Perhaps that is because it is a look at Hollywood itself. Oddly, for an industry so entranced by money and hooked on egotism, Hollywood often comes up with very good examinations of its own workings. And, here, an area not hitherto explored is under the microscope: that tangential but essential space known as marketing or publicity. To be more precise, the media junket.

Billy Crystal, who produced and wrote America’s Sweethearts, plays a publicist who has to reunite two popular stars who have made for themselves a successful tandem career. They are the husband-and-wife team of Eddie Thomas and Gwen Harrison (Cusack and Zeta-Jones), the latest in a long line of romantic/professional Hollywood teams that had a peak with Katherine Hepburn and Spencer Tracy and seems lately to have petered out with the likes of Tom Cruise and Nicole Kidman.
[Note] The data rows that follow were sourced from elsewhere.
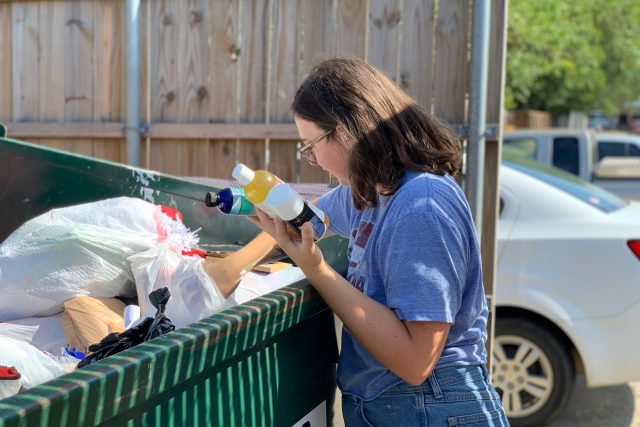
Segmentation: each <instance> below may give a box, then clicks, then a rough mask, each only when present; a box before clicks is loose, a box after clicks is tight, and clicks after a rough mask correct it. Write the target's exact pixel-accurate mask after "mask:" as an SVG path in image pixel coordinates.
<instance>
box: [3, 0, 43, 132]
mask: <svg viewBox="0 0 640 427" xmlns="http://www.w3.org/2000/svg"><path fill="white" fill-rule="evenodd" d="M11 5H12V8H11V12H12V17H13V28H12V29H13V34H12V37H13V50H12V51H13V58H12V63H13V97H12V100H13V120H35V119H37V116H38V96H39V92H38V91H39V87H40V82H39V81H37V79H36V78H34V75H38V74H37V73H38V54H39V51H40V49H41V47H40V44H39V43H40V39H39V34H38V7H37V4H35V3H11ZM34 73H35V74H34ZM42 84H46V83H45V82H43V83H42Z"/></svg>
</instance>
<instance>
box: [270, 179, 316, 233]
mask: <svg viewBox="0 0 640 427" xmlns="http://www.w3.org/2000/svg"><path fill="white" fill-rule="evenodd" d="M267 201H268V203H269V205H270V206H271V207H272V208H273V210H274V211H275V213H276V214H277V215H278V216H279V217H280V218H282V219H283V220H284V221H286V222H287V223H288V224H289V226H290V227H291V229H293V230H294V231H295V232H296V233H298V235H300V234H301V231H300V226H302V224H304V223H305V222H310V223H311V226H312V227H313V239H314V240H316V241H318V240H320V239H322V236H324V233H325V232H326V231H327V227H328V226H329V216H328V215H327V214H325V213H324V212H322V211H321V210H320V209H319V208H317V207H316V206H314V205H313V204H311V203H308V202H306V201H305V200H304V199H303V198H302V196H301V195H300V194H298V193H297V192H296V190H294V189H293V188H291V186H290V185H289V184H278V185H276V186H275V187H273V188H272V189H271V191H269V195H268V197H267Z"/></svg>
Trouble is, Gwen and Eddie are no longer on speaking terms. Gwen left him for a Latin Lothario (shades of Melanie Griffith leaving Don Johnson for Antonio Banderas?), and the shattered Eddie has rather lost his grip on life, submerging himself in a cesspool of bitterness and self-pity. Their latest film is, however, about to hit the screens — if the studio mandarins can only lay hands on a print. The reclusive director is keeping it under wraps until the last moment. So the publicist’s only option is to launch a major press junket at a remote desert resort and bamboozle the media into some enthusiasm for a movie they haven’t yet seen.
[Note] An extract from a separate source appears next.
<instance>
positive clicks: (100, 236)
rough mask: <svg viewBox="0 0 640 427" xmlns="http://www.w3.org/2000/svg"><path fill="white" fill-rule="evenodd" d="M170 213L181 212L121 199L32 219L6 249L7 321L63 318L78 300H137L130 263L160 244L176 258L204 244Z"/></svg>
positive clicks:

The Hollywood tradition of expert fakery both on-screen and behind the scenes is satirised with a very neat touch; Crystal’s script is both highly amusing and underpinned by a sense of authenticity. His own performance is relaxed and entirely believable. Zeta-Jones (clearly back in superb physical form after her recent child-bearing) is perfectly over-the-top as the egomaniacal star, and Cusack presents the anguish of her more sensitive husband with real sympathy and a lovely touch of understated humour. Cusack is now one of the few actors of whom one can reasonably assume that any film he is in will at least be worth seeing.
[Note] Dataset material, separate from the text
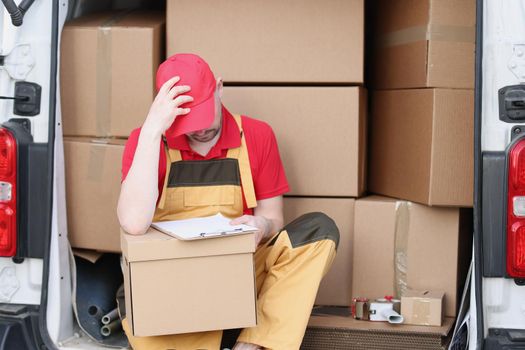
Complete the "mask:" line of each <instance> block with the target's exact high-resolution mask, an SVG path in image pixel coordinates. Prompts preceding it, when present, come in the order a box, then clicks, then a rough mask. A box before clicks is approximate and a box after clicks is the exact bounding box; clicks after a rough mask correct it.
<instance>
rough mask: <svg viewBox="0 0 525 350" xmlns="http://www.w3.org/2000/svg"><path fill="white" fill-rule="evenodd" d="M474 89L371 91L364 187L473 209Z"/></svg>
mask: <svg viewBox="0 0 525 350" xmlns="http://www.w3.org/2000/svg"><path fill="white" fill-rule="evenodd" d="M473 116H474V92H473V91H472V90H461V89H454V90H453V89H410V90H388V91H374V93H373V95H372V112H371V118H370V119H371V120H370V128H371V130H373V133H371V140H370V149H369V154H370V158H369V162H370V167H369V173H368V174H369V177H368V189H369V190H370V191H371V192H373V193H377V194H382V195H385V196H389V197H394V198H401V199H406V200H411V201H414V202H418V203H422V204H427V205H436V206H454V207H471V206H472V201H473V188H474V185H473V181H474V149H473V148H474V117H473Z"/></svg>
The most complex role, though, and perhaps the most endearing personality in the film, goes to Julia Roberts, who seems to be sensibly putting the Runaway Bride kind of pap behind her. She plays Kiki, Gwen’s sister and much-put-upon Girl Friday, a woman who has subsumed her personal ambitions in her sibling’s career and ever-escalating needs. As the difficult new situation unfolds, with the estranged stars in an uneasy new alliance and the publicity machine pursuing its own agenda, it seems an opportunity will at last arise for Kiki to get out from under her sister’s shadow and make a grab for what she herself really wants.

There are convicing emotions underpinning the laughs, which helps — they are not too much reduced to the usual Hollywood join-the-dots kind of schema. But the laughs are the main thing America’s Sweethearts has to offer, and that it maintains a consistent standard of humour throughout is something to applaud. Forget the advance publicity, which makes the movie look rather ordinary, and — if the trailers haven’t already given away all the best jokes — go and enjoy the spectacle of Hollywood laughing at itself. After the industry’s sanctimonious, confused response to September 11 (suddenly anything about terrorism or any film showing the twin towers is taboo), such self-satirising humour is welcome light relief.